Two-dimensional (bi-)scalar gravities from four-dimensional Horndeski

TL;DR

This paper derives a two-dimensional bi-scalar gravity model from four-dimensional Horndeski theory using Kaluza-Klein reduction, introducing a concise formulation and analyzing perturbations to identify healthy modes.

Contribution

It presents a novel two-dimensional bi-scalar gravity framework from four-dimensional Horndeski theory, including a new identity and perturbation analysis for healthy modes.

Findings

Support for a single healthy propagating mode.

A concise bi-scalar Lagrangian formulation.

Mapping between 2D dilaton gravity and 4D Horndeski theory.

Abstract

We develop a classical two-dimensional bi-scalar gravity based on the Kaluza-Klein reduction applied to the four-dimensional Horndeski theory. One of the scalar fields arises from the original four-dimensional theory, while the extra scalar emerges from the reduction process. We also introduce a two-dimensional bi-scalar identity that allows for a more concise and elegant reformulation of the resulting bi-scalar Lagrangian.
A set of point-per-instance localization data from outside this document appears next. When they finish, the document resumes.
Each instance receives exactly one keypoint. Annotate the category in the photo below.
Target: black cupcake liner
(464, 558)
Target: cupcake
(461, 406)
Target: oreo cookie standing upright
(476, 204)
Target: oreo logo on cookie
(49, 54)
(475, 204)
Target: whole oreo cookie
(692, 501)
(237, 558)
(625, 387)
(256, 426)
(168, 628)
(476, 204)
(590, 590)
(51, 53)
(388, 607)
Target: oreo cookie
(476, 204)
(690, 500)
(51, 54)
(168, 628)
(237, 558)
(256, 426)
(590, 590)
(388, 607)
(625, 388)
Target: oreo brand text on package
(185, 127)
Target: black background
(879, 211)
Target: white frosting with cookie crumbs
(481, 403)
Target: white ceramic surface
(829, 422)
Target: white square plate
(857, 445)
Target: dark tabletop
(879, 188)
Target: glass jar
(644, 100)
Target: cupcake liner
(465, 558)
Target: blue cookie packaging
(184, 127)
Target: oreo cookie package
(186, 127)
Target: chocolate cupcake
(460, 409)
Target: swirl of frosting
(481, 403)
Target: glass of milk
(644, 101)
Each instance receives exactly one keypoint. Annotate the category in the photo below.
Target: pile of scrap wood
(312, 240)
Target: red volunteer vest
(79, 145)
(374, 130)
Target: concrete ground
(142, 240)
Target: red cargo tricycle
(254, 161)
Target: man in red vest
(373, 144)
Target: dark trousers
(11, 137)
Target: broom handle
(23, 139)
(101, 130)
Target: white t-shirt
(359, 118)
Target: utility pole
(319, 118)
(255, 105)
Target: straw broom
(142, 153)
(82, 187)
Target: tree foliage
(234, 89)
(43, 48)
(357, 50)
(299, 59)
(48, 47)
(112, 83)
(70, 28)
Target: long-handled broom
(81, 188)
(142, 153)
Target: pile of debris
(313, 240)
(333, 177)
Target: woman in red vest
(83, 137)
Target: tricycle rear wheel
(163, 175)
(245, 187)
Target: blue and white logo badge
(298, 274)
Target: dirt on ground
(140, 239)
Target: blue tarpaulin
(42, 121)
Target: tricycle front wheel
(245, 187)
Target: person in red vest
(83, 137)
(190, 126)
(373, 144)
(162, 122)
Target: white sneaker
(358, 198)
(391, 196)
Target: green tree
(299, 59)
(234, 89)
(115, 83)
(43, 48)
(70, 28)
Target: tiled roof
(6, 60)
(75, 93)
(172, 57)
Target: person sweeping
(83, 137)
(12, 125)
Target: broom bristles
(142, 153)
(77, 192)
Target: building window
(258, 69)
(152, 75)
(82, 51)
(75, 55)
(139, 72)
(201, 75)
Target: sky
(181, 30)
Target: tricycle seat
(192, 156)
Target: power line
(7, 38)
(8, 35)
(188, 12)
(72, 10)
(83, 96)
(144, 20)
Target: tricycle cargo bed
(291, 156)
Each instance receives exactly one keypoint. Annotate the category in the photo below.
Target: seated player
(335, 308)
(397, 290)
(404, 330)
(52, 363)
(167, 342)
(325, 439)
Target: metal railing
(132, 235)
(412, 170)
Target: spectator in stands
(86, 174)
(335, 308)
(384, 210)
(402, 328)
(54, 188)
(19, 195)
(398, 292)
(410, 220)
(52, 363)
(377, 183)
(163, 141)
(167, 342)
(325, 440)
Additionally, we study the linear perturbations around a static background to demonstrate that the bi-scalar theory may support a single healthy propagating mode. Furthermore, by restricting the scalar fields, we investigate a general single scalar theory that is identical to the two-dimensional Horndeski theory up to a boundary term. Our results provide a framework to map a generic two-dimensional dilaton gravity into four-dimensional Horndeski theory.